Pharmacokinetics and pharmacodynamics of cenerimod, a selective S1P1R modulator, are not affected by ethnicity in healthy Asian and Caucasian subjects

Cenerimod is a sphingosine-1-phosphate 1 receptor (S1P1 R) modulator in Phase 2 development for treatment of systemic lupus erythematosus. Its pharmacokinetics (PK), pharmacodynamics (PD), as well as safety and tolerability were investigated in Caucasian and Asian subjects to allow for recruitment of Asian patients in future studies. A randomized, double-blind, placebo-controlled parallel-group study was performed in 20 healthy male subjects (n=10 per ethnicity). A single, oral dose of 4 mg cenerimod or placebo (ratio 8:2) was administered under fasted conditions.
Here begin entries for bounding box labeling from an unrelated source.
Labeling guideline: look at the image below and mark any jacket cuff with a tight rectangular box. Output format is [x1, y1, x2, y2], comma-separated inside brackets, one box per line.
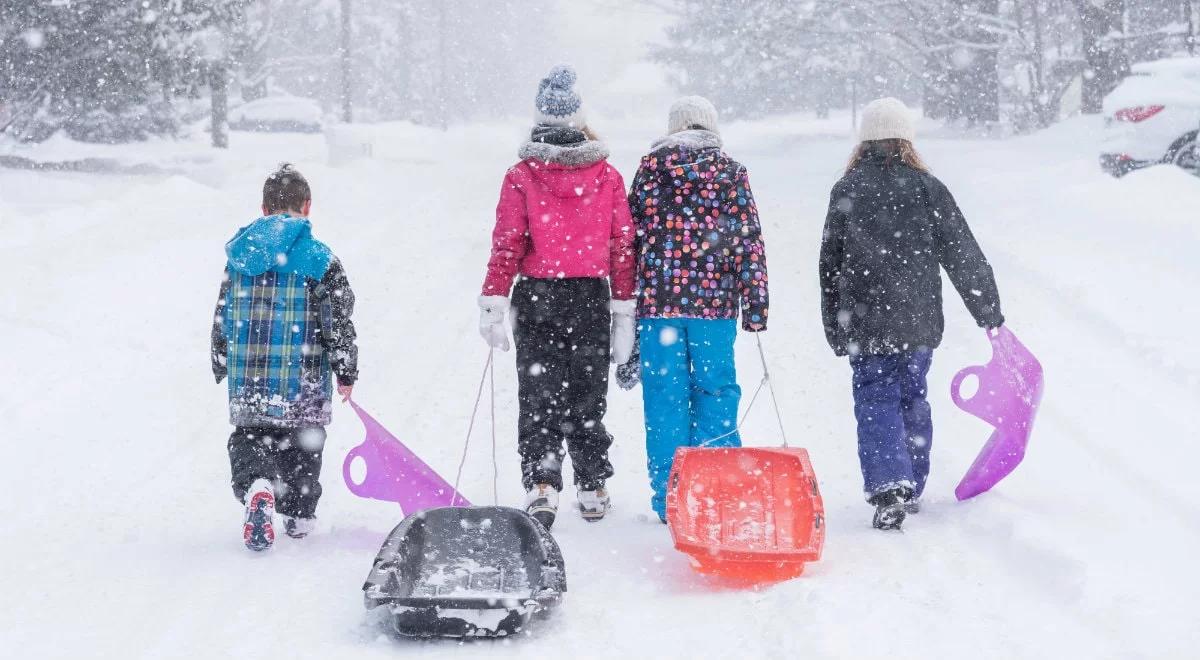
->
[478, 295, 509, 312]
[742, 306, 767, 332]
[608, 299, 637, 317]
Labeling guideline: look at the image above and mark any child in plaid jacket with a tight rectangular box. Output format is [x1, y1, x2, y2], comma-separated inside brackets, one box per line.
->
[211, 164, 358, 550]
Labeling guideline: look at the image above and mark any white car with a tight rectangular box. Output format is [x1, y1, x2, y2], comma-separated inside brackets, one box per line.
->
[229, 96, 324, 133]
[1100, 58, 1200, 176]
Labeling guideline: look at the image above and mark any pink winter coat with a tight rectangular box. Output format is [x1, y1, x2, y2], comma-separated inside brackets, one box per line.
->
[484, 142, 637, 300]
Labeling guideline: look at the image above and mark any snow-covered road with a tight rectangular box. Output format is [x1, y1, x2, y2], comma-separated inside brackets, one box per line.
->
[0, 120, 1200, 659]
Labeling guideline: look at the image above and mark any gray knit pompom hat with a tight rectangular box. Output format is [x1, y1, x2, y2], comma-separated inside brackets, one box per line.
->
[534, 65, 587, 128]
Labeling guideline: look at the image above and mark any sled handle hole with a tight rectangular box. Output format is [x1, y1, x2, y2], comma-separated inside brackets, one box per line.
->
[959, 372, 979, 401]
[350, 456, 367, 486]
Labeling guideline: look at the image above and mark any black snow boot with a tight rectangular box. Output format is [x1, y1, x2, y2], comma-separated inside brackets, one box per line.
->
[870, 488, 911, 529]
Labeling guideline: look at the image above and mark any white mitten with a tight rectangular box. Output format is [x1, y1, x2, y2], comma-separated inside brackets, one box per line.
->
[479, 295, 509, 350]
[608, 300, 637, 365]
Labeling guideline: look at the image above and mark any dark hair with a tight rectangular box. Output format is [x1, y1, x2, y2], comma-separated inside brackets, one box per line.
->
[846, 138, 929, 174]
[263, 163, 312, 214]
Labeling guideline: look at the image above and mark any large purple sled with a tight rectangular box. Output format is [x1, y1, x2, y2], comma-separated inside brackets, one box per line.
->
[950, 328, 1043, 500]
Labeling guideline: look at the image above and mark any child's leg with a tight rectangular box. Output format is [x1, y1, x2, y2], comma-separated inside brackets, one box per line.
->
[512, 280, 570, 491]
[850, 355, 916, 498]
[275, 426, 325, 518]
[564, 280, 612, 491]
[638, 318, 691, 517]
[900, 348, 934, 497]
[686, 319, 742, 446]
[228, 426, 279, 503]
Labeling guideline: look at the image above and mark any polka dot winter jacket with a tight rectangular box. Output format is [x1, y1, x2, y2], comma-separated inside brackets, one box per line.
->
[629, 131, 768, 330]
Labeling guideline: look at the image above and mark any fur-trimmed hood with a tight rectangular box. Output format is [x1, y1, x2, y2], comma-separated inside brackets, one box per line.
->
[517, 140, 608, 167]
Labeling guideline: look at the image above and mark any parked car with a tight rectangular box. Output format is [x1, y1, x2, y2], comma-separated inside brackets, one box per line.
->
[229, 96, 324, 133]
[1100, 58, 1200, 176]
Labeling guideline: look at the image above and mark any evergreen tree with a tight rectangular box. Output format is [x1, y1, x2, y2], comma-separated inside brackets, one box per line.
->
[0, 0, 175, 142]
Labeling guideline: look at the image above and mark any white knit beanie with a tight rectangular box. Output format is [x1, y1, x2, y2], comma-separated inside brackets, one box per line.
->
[858, 96, 917, 142]
[667, 96, 720, 134]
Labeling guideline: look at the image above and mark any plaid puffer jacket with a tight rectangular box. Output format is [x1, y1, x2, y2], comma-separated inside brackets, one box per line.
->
[211, 215, 358, 428]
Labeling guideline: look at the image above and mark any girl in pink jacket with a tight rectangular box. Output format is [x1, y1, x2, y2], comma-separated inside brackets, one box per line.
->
[479, 66, 636, 528]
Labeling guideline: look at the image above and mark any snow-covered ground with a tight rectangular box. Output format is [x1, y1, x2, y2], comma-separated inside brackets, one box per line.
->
[0, 116, 1200, 659]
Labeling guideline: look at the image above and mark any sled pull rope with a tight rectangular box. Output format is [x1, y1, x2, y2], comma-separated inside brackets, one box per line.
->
[746, 332, 787, 446]
[696, 332, 787, 446]
[450, 348, 500, 506]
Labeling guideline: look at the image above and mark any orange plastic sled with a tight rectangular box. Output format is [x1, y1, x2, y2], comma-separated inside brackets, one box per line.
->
[667, 448, 824, 582]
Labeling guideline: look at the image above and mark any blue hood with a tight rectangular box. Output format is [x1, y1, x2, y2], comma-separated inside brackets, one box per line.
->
[226, 214, 334, 280]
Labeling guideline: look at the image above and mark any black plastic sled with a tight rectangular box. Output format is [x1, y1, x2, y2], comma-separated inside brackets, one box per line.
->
[362, 506, 566, 637]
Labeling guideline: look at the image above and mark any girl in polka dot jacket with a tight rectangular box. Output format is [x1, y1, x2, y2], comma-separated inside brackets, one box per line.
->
[629, 96, 768, 520]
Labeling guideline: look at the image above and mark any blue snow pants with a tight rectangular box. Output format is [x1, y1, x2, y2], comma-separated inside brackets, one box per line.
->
[850, 348, 934, 499]
[638, 318, 742, 518]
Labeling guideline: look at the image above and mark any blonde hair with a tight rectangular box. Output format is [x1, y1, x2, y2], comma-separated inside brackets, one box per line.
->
[846, 138, 929, 174]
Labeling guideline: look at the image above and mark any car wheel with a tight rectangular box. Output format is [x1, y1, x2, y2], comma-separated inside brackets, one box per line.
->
[1166, 131, 1200, 176]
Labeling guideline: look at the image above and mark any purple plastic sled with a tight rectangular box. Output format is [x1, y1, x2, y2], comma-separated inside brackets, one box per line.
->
[342, 401, 470, 516]
[950, 326, 1043, 500]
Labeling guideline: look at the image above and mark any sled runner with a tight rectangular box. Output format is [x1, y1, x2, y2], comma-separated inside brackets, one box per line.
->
[950, 326, 1044, 500]
[667, 448, 824, 582]
[362, 506, 566, 637]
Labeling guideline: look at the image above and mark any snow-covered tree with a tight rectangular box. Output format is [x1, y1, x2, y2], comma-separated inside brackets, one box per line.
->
[0, 0, 175, 142]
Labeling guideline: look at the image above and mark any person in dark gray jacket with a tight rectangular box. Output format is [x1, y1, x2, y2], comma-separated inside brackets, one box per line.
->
[820, 98, 1004, 529]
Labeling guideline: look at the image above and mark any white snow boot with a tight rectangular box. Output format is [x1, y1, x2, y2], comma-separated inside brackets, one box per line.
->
[241, 479, 275, 552]
[526, 484, 558, 529]
[578, 488, 608, 522]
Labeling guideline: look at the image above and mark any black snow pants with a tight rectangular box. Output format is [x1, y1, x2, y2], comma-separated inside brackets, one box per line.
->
[229, 426, 325, 518]
[512, 277, 612, 491]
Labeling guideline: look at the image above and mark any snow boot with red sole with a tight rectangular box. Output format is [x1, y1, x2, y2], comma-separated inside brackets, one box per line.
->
[241, 479, 275, 552]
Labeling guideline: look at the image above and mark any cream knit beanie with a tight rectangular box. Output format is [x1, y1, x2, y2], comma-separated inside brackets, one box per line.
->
[858, 96, 917, 142]
[667, 96, 719, 134]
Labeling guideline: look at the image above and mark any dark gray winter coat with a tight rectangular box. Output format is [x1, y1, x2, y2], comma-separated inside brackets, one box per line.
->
[820, 152, 1004, 355]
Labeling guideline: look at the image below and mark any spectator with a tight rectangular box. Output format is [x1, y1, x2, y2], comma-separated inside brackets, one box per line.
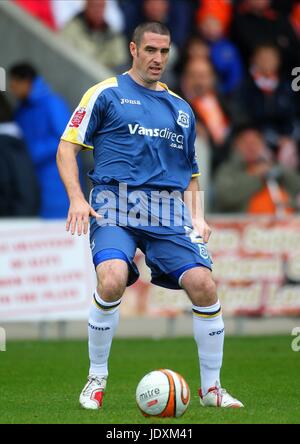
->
[214, 127, 300, 215]
[196, 0, 243, 94]
[61, 0, 129, 69]
[181, 58, 230, 168]
[0, 93, 39, 217]
[120, 0, 194, 50]
[237, 44, 296, 157]
[232, 0, 300, 73]
[10, 63, 70, 219]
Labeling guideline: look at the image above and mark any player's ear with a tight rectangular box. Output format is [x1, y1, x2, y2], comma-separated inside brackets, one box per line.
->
[129, 42, 137, 57]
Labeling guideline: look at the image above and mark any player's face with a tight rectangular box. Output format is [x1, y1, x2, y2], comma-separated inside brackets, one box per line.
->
[130, 32, 170, 83]
[9, 78, 31, 100]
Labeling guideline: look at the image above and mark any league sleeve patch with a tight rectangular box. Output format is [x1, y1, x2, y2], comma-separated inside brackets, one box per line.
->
[69, 108, 86, 128]
[177, 110, 190, 128]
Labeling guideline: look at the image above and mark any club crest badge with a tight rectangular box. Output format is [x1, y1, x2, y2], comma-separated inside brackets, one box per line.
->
[177, 110, 190, 128]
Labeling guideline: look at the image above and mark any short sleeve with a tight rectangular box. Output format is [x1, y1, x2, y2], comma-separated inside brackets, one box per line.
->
[61, 78, 117, 149]
[189, 114, 200, 177]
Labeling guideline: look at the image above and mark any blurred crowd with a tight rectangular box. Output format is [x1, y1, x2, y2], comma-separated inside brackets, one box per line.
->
[0, 0, 300, 218]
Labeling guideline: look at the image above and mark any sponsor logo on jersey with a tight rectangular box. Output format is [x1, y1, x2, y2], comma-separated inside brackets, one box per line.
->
[128, 123, 184, 149]
[120, 99, 141, 105]
[177, 110, 190, 128]
[69, 108, 86, 128]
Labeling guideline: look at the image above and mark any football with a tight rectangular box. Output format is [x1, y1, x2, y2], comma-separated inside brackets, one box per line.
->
[136, 369, 190, 417]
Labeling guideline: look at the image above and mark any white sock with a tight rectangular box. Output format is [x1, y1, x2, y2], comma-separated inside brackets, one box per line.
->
[193, 301, 224, 394]
[88, 292, 121, 377]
The PK of cenerimod were similar in Caucasian and Asian subjects indicated by geometric mean ratios (90 % confidence interval) of 0.99 (0.80-1.21) for maximum plasma concentration, 0.96 (0.75-1.24) for area under the plasma concentration-time curve from 0 to infinity, and 1.04 (0.86-1.25) for terminal half-life. Accordingly, the extent and time course of reduction in lymphocyte count (as PD biomarker) were also similar in Caucasian and Asian subjects as compared to placebo. As observed for other S1PR modulators, a transient mean (standard deviation) heart rate reduction in Caucasian (15.1 [14.8] bpm) and Asian (11.8 [6.16] bpm) subjects was observed following administration of cenerimod. The drug was safe and well tolerated indicated by occurrence of a single adverse event of chemical conjunctivitis in a Caucasian subject that was not suspected as study drug related. In conclusion, the determined absence of any relevant PK or PD differences supports using the same doses of cenerimod in Caucasian and Asian patients in upcoming late-phase studies.